The overarching aim of my proposal is to explore emerging AC-mediated pathomechanisms in MND with a view to identify novel and common targets for this incurable disease. This is immensely relevant and timely as alternative therapies require precise understanding of non-neuron dependent processes that may contribute to MN pathology. ACs have a central and shared role in non-cell autonomous MN degeneration. However, the lack of precise understanding of basic adaptive versus pathogenic responses have put AC centred therapeutic discovery on hold, in part, due to inadequate tools. Therefore my objectives are to reveal alterations of AC response to MN damage and its impact on MNs, integrating state-of-art human and mouse models of MND. Specifically, my related goals are to examine whether 1) AC intracellular signalling, in particular STAT3 pathways, relevant for neuroprotection and communication is disturbed; 2) communication specifically via AC processes and exosome mediated communication are perturbed; 3) altered AC interactions worsen intrinsic MN/synapse degeneration. These will be addressed in patient derived hiPSC-AC or AC-MN co-cultures carrying SOD1 or C9ORF72 mutations, covering a major pathological spectrum of MND, in addition to being the two major genetic forms. Using transgenic SOD1/GFAP-Cre mouse slice cultures provide a further advantage of AC-specific genetic manipulations and simultaneous functional assessments on ACs and MNs in an environment simulating in vivo pathology. The two complementary systems provide a powerful platform to discover alterations to recently discovered key regulator pathways in neuromodulation, including Ca2+-oscillation in astrocytic processes. Integrating functional observations with AC and MN specific RNA-sequencing will help mine transcriptome-wide data using a priori hypotheses. I anticipate that this will increase the yield of discovery and facilitate the development of desperately needed novel therapies.

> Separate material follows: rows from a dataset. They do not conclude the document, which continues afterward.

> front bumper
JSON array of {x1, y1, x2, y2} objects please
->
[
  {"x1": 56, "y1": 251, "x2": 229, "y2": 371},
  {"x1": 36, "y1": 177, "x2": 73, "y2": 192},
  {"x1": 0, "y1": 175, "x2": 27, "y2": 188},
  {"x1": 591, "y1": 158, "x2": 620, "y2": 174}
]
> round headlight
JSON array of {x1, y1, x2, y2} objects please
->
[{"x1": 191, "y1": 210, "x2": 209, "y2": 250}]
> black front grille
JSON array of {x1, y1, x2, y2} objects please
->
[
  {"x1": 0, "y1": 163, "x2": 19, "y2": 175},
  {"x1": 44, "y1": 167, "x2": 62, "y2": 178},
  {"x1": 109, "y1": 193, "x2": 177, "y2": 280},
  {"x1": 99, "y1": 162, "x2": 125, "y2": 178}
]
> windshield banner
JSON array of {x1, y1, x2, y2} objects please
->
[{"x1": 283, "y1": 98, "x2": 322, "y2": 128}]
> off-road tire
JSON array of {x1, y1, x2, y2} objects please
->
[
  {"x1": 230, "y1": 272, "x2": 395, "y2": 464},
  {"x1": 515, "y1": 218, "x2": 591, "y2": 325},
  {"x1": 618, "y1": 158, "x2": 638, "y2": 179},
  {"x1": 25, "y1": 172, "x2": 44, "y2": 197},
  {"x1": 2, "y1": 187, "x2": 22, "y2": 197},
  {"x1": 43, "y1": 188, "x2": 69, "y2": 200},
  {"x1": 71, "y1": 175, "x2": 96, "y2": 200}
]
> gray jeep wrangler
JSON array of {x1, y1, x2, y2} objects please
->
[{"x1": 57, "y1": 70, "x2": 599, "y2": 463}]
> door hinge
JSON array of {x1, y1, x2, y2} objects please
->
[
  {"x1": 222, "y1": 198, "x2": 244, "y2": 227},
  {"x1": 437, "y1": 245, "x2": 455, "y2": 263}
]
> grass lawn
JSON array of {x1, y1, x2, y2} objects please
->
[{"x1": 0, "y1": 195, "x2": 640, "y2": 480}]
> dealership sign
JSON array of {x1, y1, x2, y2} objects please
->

Through addressing novel pathomechanisms in translationally relevant models I predict my research has a broad impact on multiple academic and non-academic beneficiaries both directly and indirectly.

Basic scientists and clinicians specialising in neurodegeneration research may be directly affected by my research output via dissemination in high impact open access journals, national and international conferences. The spread of knowledge may speed up other groups' work and may accelerate the clinical translational process, providing multiple channels for my group's research to impact. Clinicians with an interest in designing clinical trials and pharmaceuticals therefore could benefit by being inspired translational achievements or directly by using our published data. Our databases will be also publically available for scientists, and meta-analysis could facilitate the former group to achieve their goals. I anticipate that my overall communications process with public engagement, social media and educational forums will facilitate building enduring trust between scientists and the lay public so that we can form partnership in defining new priorities for future engagement and research agendas.

There is also a potential impact of my research on the health of patients, more directly by our findings in our clinically relevant translational platforms but also indirectly via a possible global effect of knowledge dissemination that may accelerate discovery. Even partial results in slowing disease progression of patients could contribute to the decrease on impact on individuals such as family and carers and the global socio-economic impact with a financial burden of £ 373 million in the UK. The new initiative by the Cambridge Drug Discovery Centre with pharmaceutical links has the potential of facilitating the translational progression of our research.